Und sicherlich hat die Subventionierung dazu beigetragen, dass die Großhandelspreise derart gefallen sind. Wir sagten es schon: Rabatte, die nicht unbedingt bei den privaten Haushalten ankommen.

Es kommt also gar nicht so selten vor, dass Windkraftanlagen zugunsten der Einspeisung durch Großkraftwerke abgeschaltet werden. Eine Methode der großen Betreiber, die Großkraftwerke nicht noch unwirtschaftlicher werden zu lassen. Aber die Rentabilität ist nicht das einzige Bewertungskriterium. Sind Großkraftwerke „systemrelevant“ für die Netzstabilität – so hat es beispielsweise 2014 die Bundesnetzagentur im Fall EnBW entschieden – dürfen sie gar nicht abgeschaltet werden (auch dann nicht, wenn sie unrentabel sind). Ebenso spielt der schleppende Netzausbau eine Rolle. Wenn beispielsweise Überkapazitäten aus Norddeutschland, wo besonders viele Windräder stehen, nicht nach Süden transportiert werden können, weil die notwendigen Leitungsnetze nicht zur Verfügung stehen. Der Ausbau des Stromnetzes hinkt also weiter hinterher.

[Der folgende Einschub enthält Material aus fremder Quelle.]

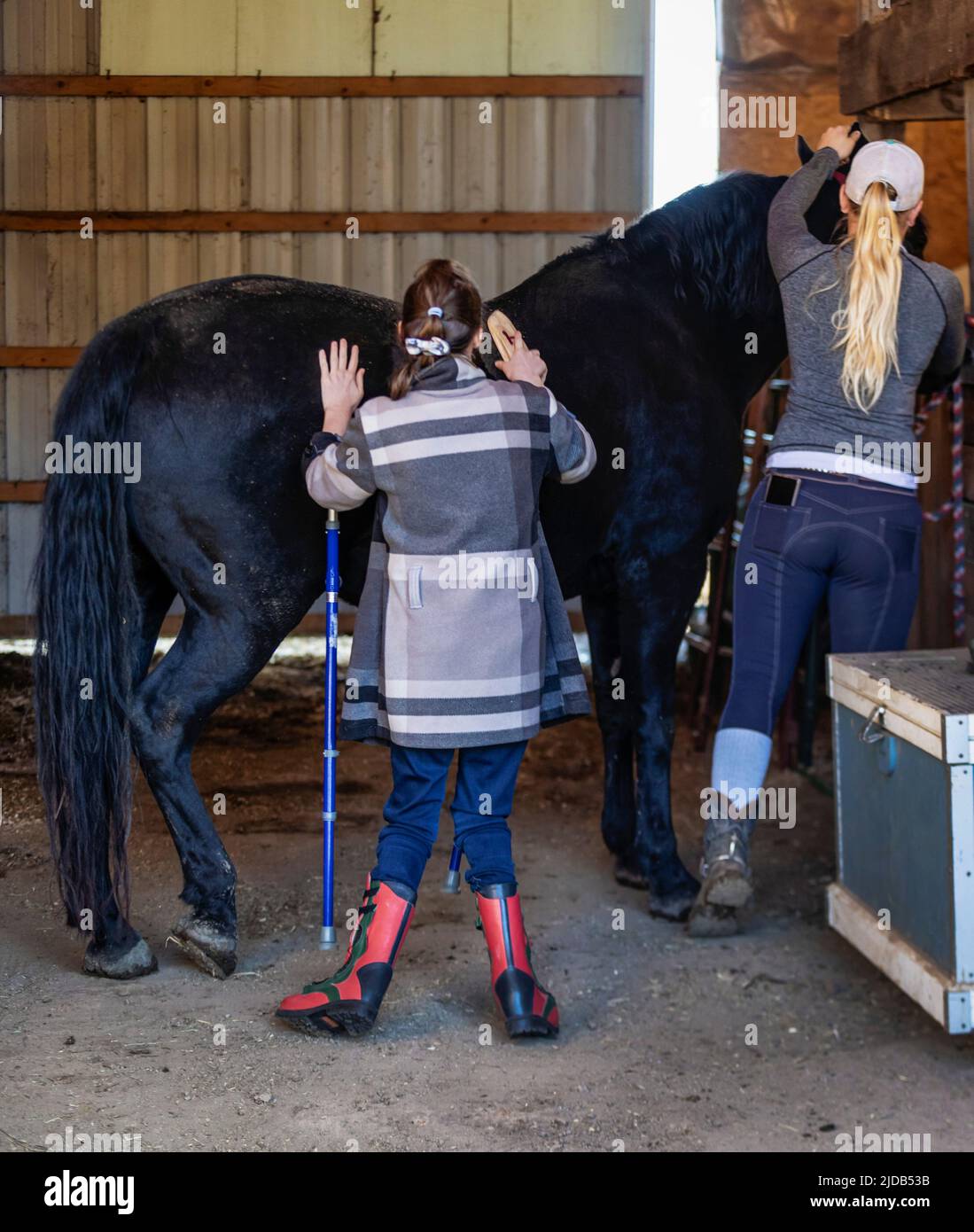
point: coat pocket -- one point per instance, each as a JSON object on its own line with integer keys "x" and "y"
{"x": 415, "y": 587}
{"x": 775, "y": 525}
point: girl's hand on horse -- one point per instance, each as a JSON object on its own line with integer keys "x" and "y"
{"x": 524, "y": 365}
{"x": 342, "y": 386}
{"x": 840, "y": 139}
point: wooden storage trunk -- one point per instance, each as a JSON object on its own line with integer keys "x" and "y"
{"x": 903, "y": 732}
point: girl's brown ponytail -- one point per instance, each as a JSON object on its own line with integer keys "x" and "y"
{"x": 443, "y": 285}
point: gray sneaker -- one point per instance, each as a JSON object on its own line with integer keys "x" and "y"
{"x": 727, "y": 877}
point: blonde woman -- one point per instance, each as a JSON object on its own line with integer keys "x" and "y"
{"x": 837, "y": 512}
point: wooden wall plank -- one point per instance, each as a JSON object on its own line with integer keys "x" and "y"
{"x": 72, "y": 310}
{"x": 475, "y": 154}
{"x": 480, "y": 254}
{"x": 24, "y": 37}
{"x": 28, "y": 417}
{"x": 920, "y": 43}
{"x": 169, "y": 36}
{"x": 574, "y": 153}
{"x": 223, "y": 151}
{"x": 121, "y": 154}
{"x": 70, "y": 153}
{"x": 26, "y": 288}
{"x": 68, "y": 34}
{"x": 24, "y": 530}
{"x": 578, "y": 36}
{"x": 372, "y": 265}
{"x": 269, "y": 254}
{"x": 309, "y": 37}
{"x": 324, "y": 136}
{"x": 122, "y": 280}
{"x": 324, "y": 259}
{"x": 424, "y": 154}
{"x": 429, "y": 38}
{"x": 173, "y": 261}
{"x": 622, "y": 155}
{"x": 221, "y": 256}
{"x": 526, "y": 145}
{"x": 521, "y": 256}
{"x": 411, "y": 252}
{"x": 24, "y": 143}
{"x": 173, "y": 180}
{"x": 159, "y": 85}
{"x": 274, "y": 154}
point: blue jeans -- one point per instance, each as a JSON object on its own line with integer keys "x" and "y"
{"x": 481, "y": 805}
{"x": 853, "y": 540}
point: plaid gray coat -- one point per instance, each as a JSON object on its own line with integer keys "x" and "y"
{"x": 462, "y": 635}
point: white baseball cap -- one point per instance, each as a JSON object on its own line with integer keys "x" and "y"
{"x": 891, "y": 163}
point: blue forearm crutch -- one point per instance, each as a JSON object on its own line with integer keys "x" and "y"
{"x": 328, "y": 940}
{"x": 452, "y": 884}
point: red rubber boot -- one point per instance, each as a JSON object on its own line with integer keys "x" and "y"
{"x": 527, "y": 1008}
{"x": 350, "y": 999}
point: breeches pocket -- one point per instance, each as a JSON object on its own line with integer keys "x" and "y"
{"x": 903, "y": 542}
{"x": 775, "y": 525}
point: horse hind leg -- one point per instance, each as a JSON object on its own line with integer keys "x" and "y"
{"x": 116, "y": 948}
{"x": 600, "y": 606}
{"x": 214, "y": 657}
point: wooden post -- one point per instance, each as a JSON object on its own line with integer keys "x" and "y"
{"x": 970, "y": 136}
{"x": 649, "y": 78}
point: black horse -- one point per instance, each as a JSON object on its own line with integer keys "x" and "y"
{"x": 657, "y": 340}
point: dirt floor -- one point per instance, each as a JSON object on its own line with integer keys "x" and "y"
{"x": 651, "y": 1054}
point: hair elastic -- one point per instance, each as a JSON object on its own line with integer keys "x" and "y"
{"x": 436, "y": 347}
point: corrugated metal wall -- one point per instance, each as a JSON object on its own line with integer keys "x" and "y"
{"x": 284, "y": 153}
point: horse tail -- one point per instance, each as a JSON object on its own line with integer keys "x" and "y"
{"x": 86, "y": 615}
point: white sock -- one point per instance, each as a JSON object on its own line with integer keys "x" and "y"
{"x": 740, "y": 763}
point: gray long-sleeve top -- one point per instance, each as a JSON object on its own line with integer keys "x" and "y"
{"x": 931, "y": 331}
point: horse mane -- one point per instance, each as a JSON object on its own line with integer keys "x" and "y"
{"x": 715, "y": 240}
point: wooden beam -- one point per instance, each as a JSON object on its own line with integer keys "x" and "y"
{"x": 970, "y": 144}
{"x": 38, "y": 356}
{"x": 152, "y": 221}
{"x": 22, "y": 490}
{"x": 917, "y": 46}
{"x": 941, "y": 103}
{"x": 542, "y": 86}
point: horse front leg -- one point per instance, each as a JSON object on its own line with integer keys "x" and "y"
{"x": 600, "y": 604}
{"x": 653, "y": 621}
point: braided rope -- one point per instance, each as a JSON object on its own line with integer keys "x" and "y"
{"x": 955, "y": 506}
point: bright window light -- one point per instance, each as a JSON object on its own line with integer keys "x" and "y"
{"x": 686, "y": 135}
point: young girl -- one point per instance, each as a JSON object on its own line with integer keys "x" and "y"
{"x": 462, "y": 642}
{"x": 838, "y": 511}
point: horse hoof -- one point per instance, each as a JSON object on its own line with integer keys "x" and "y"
{"x": 707, "y": 919}
{"x": 628, "y": 874}
{"x": 119, "y": 963}
{"x": 676, "y": 901}
{"x": 206, "y": 944}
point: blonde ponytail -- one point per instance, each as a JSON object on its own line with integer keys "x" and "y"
{"x": 866, "y": 319}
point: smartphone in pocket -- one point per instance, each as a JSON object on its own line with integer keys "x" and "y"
{"x": 782, "y": 489}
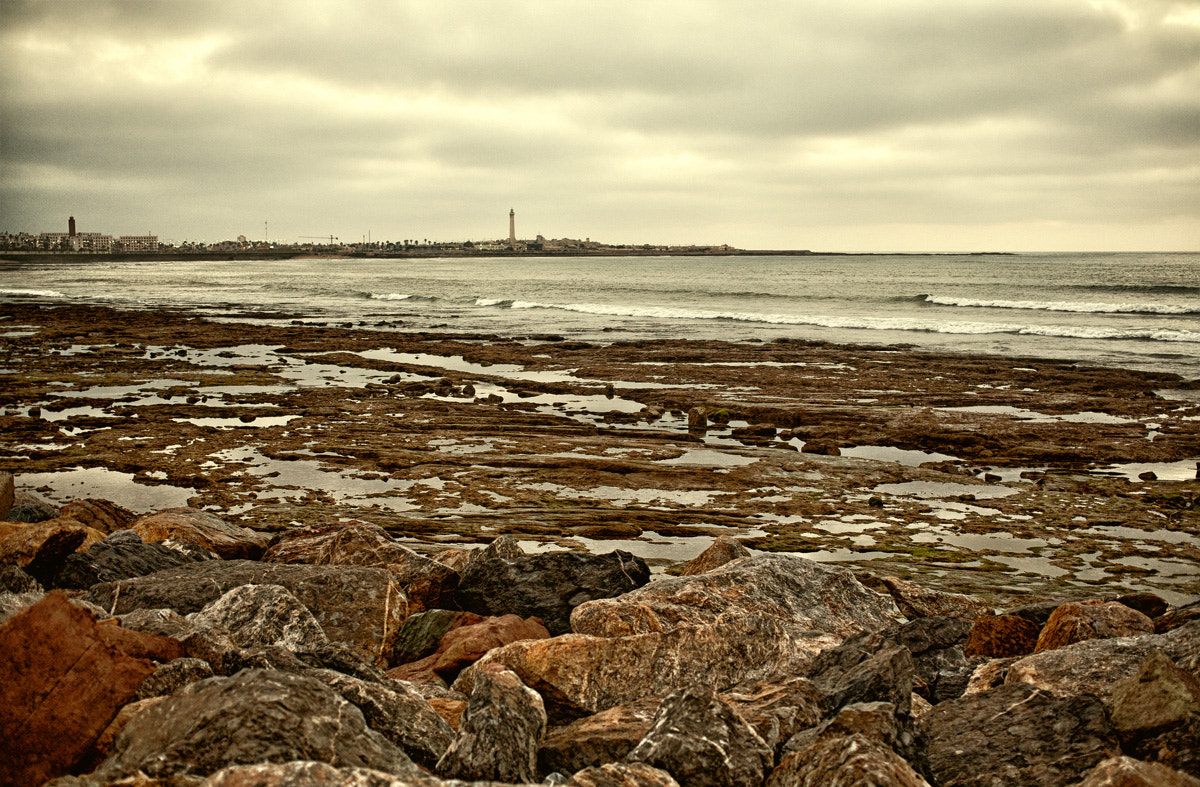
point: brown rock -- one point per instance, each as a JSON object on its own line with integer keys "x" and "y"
{"x": 7, "y": 494}
{"x": 1079, "y": 620}
{"x": 424, "y": 581}
{"x": 1001, "y": 636}
{"x": 201, "y": 529}
{"x": 1127, "y": 772}
{"x": 916, "y": 601}
{"x": 606, "y": 737}
{"x": 845, "y": 761}
{"x": 100, "y": 515}
{"x": 724, "y": 550}
{"x": 465, "y": 646}
{"x": 61, "y": 684}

Gestehungskosten Wind? Gegen Null

Stromgestehungskosten sind die Kosten, die für die Umwandlung einer Energieform in elektrischen Strom notwendig sind und die in der Regel in € pro Megawattstunde angegeben werden. Dabei ergeben sich die Gestehungskosten aus Kapitalkosten, den Betriebskosten, den Brennstoffkosten und der angestrebten Kapitalverzinsung. Und natürlich sind die Gestehungskosten für die verschiedenen Kraftwerkstypen unterschiedlich.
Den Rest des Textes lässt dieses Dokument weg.